Ab, Everything I've read suggests only a few seconds between click and treat - never seen any mention of being able to extend the time interval and be sure the reward is still associated in animal's mind with the click. However, several people stress that the animal works for the click so reward every time is not essential and variable reinforcement schedules important too.

My pointer cannot take a treat when she has had lots of scent e.g. a point or even after the flush but I still click on occasions being confident that's a more timely/direct form of 'good girl' - something I did read somewhere in book/article on clicker training gundogs.

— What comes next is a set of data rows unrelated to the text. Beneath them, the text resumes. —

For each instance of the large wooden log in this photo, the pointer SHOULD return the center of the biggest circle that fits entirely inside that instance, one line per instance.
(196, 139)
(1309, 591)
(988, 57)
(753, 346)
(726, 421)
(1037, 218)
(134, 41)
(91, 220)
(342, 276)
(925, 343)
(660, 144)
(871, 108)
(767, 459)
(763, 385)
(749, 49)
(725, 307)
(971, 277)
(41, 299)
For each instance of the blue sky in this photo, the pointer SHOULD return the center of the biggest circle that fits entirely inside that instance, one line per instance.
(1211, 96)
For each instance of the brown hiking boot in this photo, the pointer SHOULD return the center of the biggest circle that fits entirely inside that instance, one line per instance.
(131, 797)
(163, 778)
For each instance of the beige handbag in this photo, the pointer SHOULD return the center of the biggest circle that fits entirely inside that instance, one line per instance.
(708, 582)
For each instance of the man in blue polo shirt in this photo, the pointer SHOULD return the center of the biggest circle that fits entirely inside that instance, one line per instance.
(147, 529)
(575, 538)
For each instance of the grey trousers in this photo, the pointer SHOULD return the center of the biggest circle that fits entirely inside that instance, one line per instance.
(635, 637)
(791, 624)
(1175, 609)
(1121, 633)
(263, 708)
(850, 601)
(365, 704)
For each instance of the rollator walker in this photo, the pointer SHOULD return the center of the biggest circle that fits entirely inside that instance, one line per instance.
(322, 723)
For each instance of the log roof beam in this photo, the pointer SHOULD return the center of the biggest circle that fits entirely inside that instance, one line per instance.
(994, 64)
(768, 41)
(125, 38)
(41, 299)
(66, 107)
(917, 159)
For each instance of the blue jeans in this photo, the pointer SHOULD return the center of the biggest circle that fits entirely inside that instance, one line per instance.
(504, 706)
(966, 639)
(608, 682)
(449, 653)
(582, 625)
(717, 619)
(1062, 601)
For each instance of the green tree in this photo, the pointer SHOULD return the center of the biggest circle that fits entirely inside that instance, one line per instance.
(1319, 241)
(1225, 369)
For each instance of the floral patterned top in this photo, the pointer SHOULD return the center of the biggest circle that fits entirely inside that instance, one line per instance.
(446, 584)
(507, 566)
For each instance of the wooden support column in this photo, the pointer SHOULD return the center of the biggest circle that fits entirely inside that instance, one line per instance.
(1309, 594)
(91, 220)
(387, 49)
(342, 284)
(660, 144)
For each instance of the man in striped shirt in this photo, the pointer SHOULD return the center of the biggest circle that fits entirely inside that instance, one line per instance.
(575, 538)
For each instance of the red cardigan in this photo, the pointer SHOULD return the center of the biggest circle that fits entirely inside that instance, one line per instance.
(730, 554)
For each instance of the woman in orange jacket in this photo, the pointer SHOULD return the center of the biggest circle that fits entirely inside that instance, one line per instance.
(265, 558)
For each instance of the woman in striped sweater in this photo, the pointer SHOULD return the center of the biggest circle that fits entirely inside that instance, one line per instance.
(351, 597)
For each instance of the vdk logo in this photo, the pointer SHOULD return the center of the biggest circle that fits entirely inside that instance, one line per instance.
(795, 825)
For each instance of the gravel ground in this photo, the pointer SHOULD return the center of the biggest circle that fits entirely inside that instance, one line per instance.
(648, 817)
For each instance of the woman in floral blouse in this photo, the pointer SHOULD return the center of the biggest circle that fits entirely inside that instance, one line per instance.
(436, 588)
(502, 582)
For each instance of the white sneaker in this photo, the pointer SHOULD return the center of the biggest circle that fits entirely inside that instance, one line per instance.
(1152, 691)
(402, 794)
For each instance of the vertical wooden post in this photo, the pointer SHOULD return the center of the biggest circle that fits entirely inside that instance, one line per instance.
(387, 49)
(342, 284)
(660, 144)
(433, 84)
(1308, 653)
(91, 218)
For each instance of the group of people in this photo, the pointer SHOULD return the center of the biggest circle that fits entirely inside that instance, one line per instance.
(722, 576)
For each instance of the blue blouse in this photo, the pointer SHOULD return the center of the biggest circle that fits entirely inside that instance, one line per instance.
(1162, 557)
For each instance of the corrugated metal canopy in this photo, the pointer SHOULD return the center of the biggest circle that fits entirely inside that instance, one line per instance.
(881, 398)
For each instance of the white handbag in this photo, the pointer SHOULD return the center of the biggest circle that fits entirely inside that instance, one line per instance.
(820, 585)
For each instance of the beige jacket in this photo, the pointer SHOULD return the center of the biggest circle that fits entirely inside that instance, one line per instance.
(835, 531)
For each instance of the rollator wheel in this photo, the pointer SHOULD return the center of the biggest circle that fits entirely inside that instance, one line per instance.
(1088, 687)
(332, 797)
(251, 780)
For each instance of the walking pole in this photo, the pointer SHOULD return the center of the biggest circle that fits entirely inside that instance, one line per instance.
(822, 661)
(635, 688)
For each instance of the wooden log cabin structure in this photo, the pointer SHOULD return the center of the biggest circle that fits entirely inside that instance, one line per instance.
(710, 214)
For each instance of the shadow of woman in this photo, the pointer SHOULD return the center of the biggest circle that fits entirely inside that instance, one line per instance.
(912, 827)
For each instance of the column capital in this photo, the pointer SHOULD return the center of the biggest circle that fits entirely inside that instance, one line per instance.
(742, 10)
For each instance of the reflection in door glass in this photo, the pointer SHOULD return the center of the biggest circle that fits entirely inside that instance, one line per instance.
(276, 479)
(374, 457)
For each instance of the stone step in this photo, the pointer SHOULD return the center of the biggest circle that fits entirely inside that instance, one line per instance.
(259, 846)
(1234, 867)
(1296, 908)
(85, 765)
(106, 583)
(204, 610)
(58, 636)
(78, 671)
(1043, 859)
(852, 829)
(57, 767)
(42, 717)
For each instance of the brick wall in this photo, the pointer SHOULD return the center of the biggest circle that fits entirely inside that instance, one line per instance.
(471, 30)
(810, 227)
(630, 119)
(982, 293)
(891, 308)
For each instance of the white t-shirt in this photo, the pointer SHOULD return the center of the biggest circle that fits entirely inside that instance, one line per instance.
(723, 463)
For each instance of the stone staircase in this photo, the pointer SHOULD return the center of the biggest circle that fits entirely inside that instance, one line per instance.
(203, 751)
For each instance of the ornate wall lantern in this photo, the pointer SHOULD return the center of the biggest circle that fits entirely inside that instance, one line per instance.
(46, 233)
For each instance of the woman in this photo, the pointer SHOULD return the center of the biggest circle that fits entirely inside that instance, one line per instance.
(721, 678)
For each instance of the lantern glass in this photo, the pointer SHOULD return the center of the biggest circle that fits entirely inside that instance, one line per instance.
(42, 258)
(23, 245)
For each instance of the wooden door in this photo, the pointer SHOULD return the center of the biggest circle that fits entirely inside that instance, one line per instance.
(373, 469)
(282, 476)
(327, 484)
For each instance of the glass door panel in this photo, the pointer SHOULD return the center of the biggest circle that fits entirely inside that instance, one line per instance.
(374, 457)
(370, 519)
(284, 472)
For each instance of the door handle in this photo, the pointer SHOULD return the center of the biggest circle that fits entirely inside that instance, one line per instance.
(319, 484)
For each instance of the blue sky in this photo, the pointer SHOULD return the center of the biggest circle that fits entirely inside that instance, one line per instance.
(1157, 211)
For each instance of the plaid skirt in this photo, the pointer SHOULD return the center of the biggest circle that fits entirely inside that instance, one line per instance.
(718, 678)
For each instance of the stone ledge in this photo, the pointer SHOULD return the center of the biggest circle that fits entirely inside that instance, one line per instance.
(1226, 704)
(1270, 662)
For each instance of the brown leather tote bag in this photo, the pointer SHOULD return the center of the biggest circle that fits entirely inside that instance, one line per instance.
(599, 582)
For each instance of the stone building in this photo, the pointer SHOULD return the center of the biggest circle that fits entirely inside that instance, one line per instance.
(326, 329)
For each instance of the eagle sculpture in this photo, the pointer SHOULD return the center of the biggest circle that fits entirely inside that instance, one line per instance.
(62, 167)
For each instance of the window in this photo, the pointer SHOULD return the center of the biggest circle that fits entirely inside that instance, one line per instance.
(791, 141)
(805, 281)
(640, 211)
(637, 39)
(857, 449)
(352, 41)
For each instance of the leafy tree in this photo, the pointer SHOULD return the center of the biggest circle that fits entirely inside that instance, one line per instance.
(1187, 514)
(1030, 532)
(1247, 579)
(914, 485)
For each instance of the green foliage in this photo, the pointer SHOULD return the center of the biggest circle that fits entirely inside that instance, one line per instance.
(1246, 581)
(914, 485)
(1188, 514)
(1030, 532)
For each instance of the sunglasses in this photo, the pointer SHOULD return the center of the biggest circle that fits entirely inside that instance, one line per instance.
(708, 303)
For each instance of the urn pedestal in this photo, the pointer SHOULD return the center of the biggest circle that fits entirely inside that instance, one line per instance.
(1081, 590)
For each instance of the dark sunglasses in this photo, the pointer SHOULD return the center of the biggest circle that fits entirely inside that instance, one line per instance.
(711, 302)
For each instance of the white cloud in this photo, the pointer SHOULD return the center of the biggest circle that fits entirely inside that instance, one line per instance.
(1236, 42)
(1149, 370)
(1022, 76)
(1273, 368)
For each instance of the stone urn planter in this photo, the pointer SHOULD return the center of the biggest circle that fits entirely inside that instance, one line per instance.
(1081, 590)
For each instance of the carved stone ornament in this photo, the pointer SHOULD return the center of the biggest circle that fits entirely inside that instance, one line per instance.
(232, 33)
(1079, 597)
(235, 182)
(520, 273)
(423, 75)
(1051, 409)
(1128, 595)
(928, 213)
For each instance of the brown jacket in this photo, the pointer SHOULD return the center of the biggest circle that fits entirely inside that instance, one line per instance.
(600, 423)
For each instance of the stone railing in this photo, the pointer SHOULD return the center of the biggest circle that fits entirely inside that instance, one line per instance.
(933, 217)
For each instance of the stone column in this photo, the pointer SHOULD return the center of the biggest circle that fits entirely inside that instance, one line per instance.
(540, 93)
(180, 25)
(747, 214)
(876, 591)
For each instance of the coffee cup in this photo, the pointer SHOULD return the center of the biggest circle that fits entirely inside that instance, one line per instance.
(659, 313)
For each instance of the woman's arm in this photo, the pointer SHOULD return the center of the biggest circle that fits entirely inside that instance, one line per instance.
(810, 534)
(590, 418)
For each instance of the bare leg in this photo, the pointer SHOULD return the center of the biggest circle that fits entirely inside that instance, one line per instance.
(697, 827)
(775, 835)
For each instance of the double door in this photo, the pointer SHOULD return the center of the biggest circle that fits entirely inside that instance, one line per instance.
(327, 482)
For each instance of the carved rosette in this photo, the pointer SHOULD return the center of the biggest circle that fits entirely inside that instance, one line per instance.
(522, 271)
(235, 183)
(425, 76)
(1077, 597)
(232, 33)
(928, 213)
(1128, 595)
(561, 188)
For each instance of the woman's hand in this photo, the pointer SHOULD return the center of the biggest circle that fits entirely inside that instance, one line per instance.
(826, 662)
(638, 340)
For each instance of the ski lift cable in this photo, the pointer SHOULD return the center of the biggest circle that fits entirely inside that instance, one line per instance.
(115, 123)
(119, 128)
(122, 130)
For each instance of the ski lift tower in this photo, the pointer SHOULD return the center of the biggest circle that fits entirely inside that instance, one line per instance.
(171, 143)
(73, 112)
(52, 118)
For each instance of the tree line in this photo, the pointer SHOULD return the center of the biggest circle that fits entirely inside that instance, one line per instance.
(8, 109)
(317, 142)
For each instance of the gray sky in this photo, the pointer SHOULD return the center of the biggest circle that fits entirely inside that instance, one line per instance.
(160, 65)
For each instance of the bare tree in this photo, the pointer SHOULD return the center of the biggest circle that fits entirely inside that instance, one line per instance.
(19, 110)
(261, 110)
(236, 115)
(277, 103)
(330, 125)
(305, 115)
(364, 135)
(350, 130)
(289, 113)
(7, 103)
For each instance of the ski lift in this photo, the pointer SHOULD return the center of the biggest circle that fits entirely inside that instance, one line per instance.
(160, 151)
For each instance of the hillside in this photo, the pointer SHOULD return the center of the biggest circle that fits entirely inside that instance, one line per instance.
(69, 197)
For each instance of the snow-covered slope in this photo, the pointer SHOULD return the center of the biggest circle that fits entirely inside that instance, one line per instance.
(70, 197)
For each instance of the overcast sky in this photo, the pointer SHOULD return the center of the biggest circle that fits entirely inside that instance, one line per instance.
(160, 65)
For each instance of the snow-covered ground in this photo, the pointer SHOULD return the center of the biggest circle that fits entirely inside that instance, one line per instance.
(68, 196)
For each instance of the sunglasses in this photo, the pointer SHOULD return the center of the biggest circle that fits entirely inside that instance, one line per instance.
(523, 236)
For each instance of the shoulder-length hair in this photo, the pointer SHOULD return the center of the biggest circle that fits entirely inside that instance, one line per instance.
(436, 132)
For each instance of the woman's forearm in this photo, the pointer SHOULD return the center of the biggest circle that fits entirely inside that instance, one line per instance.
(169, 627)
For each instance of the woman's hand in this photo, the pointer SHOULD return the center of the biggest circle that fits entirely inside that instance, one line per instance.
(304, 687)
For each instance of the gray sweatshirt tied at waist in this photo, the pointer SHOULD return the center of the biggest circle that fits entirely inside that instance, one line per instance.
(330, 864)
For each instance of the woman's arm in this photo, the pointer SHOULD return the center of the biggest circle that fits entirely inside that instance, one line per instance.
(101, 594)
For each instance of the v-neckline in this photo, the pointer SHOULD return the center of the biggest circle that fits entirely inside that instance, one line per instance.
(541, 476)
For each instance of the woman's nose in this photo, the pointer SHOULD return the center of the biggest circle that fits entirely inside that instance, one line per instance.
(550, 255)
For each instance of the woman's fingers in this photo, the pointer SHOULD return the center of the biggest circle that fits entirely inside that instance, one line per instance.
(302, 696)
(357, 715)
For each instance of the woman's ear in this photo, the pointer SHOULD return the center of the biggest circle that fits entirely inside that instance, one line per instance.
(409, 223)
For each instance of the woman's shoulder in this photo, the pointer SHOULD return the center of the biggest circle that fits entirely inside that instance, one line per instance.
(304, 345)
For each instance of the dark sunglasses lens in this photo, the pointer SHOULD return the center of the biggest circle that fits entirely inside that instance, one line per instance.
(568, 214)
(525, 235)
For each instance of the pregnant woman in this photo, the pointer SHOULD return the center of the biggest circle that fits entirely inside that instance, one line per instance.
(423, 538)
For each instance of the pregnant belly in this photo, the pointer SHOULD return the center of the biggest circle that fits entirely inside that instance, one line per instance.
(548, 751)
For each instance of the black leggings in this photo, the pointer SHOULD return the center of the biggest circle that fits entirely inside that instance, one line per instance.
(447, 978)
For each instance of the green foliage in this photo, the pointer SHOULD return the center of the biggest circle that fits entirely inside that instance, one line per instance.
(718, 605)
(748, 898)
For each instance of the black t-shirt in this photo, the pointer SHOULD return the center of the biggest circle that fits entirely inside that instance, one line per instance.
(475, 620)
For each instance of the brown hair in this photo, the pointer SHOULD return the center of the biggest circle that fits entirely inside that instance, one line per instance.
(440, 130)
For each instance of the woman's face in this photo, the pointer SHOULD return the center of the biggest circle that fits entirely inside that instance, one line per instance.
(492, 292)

I think the distance click is maybe not such an issue. You just have to ensure something which can be seen or heard at a distance, whether light or whistle. The early 90s Hawk Chalk Pryor/Layman articles talk about this. So rewarding being at 1500 feet is probably not difficult (if indeed that's the right thing to do) but it's the act of climbing that needs rewarding. Traditionally falconers have simply served and waited longer each time. OC would suggest that clicking first would be more effective. What I don't fully get are the references made to 'keep going' cues i.e. is that a matter of clicking once during a prolonged activity, clicking many times, or having a cue which continues throughout. This is possibly relevant to some of the things you want to shape.

Re your circling over pond requirement, in those old articles, maybe Layman or Steve Martin, talks about shaping a hawk to not land when cast off the fist and also (I think I recall but maybe I'm dreaming) shaping a redtail to climb/wait on. This seemed initially to require just the immediate click and return for food that you mention but in the confidence that the hawk 'gets it' quickly and you can move on and extend the time the activity runs. By their approach you'd start like this and build up to longer flights. My fear would be that the hawk would stay flying longer each time but stay very close anticipating the click/reward but maybe that would just be a short-term problem and later you could start to click only when the bird goes out a bit. Presumably attaching a cue to all this would be important.

When you say 'stretch the time interval' if you mean extend the time interval of the activity then surely that's fine but if you mean extend the time interval between click and reward then surely you will weaken the association between the click and reward - accepting that variable reinforcement may be important anyway.